Following your limk it appears to me that only 46.6% [1], or 23132 deaths, of the unintentional poisoning deaths are classified as X42, or “Accidental poisoning by and exposure to narcotics and psychodysleptics [hallucinogens], not elsewhere classified” [2]. I can”t find any further split into fentanyl and non-fentanyl among those.

[1] https://wisqars.cdc.gov/data/lcd/drill-down?lcd=eyJjYXVzZXMi...

[2] https://icd.who.int/browse10/2015/en#!/X40-X49


It is surprisingly hard to get the actual data for fentanyl/opioid overdoses, even though the numbers are on the CDC site, just spread out in multiple places.


I'm not usually into conspiracy theories, but it has the flavor of "bury this without outright lying".


You suspect the CDC would massage their messaging to manipulate (nudge?) public opinion towards achieving a desired outcome, rather than just straightforward factual scientific reporting the likes of which most people would expect?


Hard to speculate on motivation, but it's very odd that the information is arranged in a way that makes it very difficult to figure out "overdoses are the #1 killer of people aged 1-44".


Is there any reason to believe this has been changed from the 5 years or so ago when overdoses were not the #1 killer?


So it really is a huge number, and along with other overdoses it is even bigger. This is mind blowing stuff.


All these links are wapo internal. I can't find the CDC corroborating this.

It looks like the authors are comparing numbers from different methodologies and then claiming a quantitative rank order can be deduced and it can't unless you can demonstrate the methodologies yield equivalencies especially when you're looking at small population percentages...

I had a good friend lose a multi-year battle with opioids about 7 years ago who ended up sleeping on my couch for months when his family had abandoned him. It's a life changing and terrible thing and I've never been through anything more difficult than helping someone struggling with opioids but I don't think these claims in the article are well supported.

I wish nothing but the best for others going through these troubles. I wish compassion worked as better medicine


> So fentanyl is the drug most people overdose on, or is it killing more people than heart diseases, traffic accidents, etc do?

The numbers for other types of fatalities are available so you could do a quick comparison:

42,000 motor vehicle fatalities in the US for 2021 (all ages), so way above that

Heart disease is more unclear, I mostly found age-adjusted risks/etc. It looks like at best I could find, around ~400,000 americans in that age group have heart attacks (eg. MI) each year, though the death rate is obviously going to be lower than that.

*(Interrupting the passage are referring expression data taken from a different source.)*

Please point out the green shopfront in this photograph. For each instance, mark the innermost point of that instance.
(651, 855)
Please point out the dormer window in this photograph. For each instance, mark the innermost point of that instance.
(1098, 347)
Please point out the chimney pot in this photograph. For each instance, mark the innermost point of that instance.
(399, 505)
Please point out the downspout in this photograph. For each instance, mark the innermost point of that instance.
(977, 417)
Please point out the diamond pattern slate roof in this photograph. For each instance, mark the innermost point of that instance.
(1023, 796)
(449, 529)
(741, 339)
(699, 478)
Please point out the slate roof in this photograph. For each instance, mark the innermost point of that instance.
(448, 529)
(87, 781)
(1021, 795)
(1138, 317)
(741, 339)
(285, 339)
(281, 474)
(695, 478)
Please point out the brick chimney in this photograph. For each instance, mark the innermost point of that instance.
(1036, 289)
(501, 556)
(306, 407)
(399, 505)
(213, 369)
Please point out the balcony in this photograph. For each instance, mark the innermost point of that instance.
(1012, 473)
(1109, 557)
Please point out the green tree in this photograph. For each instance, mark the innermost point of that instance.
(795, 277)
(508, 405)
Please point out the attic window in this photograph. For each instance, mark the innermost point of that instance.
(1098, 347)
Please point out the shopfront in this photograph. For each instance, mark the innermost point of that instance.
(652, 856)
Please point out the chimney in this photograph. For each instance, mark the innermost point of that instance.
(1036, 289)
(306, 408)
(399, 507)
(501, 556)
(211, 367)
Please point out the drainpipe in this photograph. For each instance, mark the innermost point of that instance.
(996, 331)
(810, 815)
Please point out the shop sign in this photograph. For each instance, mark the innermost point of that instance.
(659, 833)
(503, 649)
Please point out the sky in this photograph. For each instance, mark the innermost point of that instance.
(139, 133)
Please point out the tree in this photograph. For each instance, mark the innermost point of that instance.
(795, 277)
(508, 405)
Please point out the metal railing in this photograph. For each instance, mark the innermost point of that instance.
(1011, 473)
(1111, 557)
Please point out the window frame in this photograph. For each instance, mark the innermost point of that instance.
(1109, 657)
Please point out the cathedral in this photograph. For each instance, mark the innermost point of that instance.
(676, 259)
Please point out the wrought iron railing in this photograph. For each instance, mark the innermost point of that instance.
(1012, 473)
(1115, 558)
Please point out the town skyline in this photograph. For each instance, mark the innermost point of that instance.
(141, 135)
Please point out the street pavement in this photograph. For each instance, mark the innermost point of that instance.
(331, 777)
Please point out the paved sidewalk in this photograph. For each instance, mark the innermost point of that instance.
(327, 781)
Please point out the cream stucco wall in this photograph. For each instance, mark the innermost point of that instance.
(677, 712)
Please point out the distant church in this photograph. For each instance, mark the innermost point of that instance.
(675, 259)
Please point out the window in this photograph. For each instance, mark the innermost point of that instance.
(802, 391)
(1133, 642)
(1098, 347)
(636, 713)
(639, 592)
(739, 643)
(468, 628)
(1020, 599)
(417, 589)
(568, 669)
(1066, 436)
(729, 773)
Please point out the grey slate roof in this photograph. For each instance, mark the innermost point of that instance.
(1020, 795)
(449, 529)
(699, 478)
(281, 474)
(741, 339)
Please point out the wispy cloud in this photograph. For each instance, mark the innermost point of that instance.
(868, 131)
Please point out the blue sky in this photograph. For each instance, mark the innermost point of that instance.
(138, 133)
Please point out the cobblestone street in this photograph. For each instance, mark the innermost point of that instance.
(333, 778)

So, it's definitely possible. IIRC "death by misadventure" and the like are super high on the list of causes of death for young people (18-25), so very possible fentanyl is way up there if not at the top.

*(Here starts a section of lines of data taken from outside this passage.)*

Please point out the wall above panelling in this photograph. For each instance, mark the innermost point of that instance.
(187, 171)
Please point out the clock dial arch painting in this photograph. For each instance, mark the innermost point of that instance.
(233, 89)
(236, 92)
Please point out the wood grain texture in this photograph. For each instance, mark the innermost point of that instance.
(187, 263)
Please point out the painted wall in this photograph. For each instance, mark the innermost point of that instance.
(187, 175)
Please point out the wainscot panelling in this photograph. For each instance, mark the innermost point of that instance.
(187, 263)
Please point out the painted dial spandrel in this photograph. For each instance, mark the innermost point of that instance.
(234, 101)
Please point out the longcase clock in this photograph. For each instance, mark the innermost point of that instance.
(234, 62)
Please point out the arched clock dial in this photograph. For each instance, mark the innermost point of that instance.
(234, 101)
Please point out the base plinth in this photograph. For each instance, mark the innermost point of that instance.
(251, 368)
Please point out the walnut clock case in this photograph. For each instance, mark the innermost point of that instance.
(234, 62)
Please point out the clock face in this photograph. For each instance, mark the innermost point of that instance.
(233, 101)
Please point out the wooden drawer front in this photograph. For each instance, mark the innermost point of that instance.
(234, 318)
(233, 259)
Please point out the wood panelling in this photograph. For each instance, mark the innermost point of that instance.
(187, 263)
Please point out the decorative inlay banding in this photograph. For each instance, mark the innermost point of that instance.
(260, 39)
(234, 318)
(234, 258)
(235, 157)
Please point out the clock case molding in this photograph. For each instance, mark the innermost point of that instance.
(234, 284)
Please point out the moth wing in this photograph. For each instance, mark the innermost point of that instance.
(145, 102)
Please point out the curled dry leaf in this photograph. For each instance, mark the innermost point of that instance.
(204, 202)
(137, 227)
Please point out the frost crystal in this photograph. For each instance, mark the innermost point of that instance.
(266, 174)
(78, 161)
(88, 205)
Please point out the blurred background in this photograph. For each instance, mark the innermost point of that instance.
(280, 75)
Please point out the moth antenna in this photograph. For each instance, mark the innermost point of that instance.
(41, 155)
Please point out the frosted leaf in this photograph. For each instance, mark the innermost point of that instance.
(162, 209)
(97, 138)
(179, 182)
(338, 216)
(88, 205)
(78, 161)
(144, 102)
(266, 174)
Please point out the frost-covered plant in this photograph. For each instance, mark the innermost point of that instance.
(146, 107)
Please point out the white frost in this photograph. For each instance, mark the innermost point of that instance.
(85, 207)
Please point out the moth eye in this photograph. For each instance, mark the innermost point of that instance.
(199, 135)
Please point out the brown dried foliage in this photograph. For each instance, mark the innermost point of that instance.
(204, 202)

Here is a Snopes article from a year ago that claims to have duplicated the Fox News article using CDC data:

https://www.snopes.com/fact-check/fentanyl-overdose-death/

Interesting that Google searches for this info return RT results


Oh great find! I didn't see that in my search results but might've just had the wrong keywords.

Yeah, I'm not surprised - motor vehicle accidents were always super high on the list for that demographic so if fentanyl is even remotely close to the number reported above it would easily surpass everything else.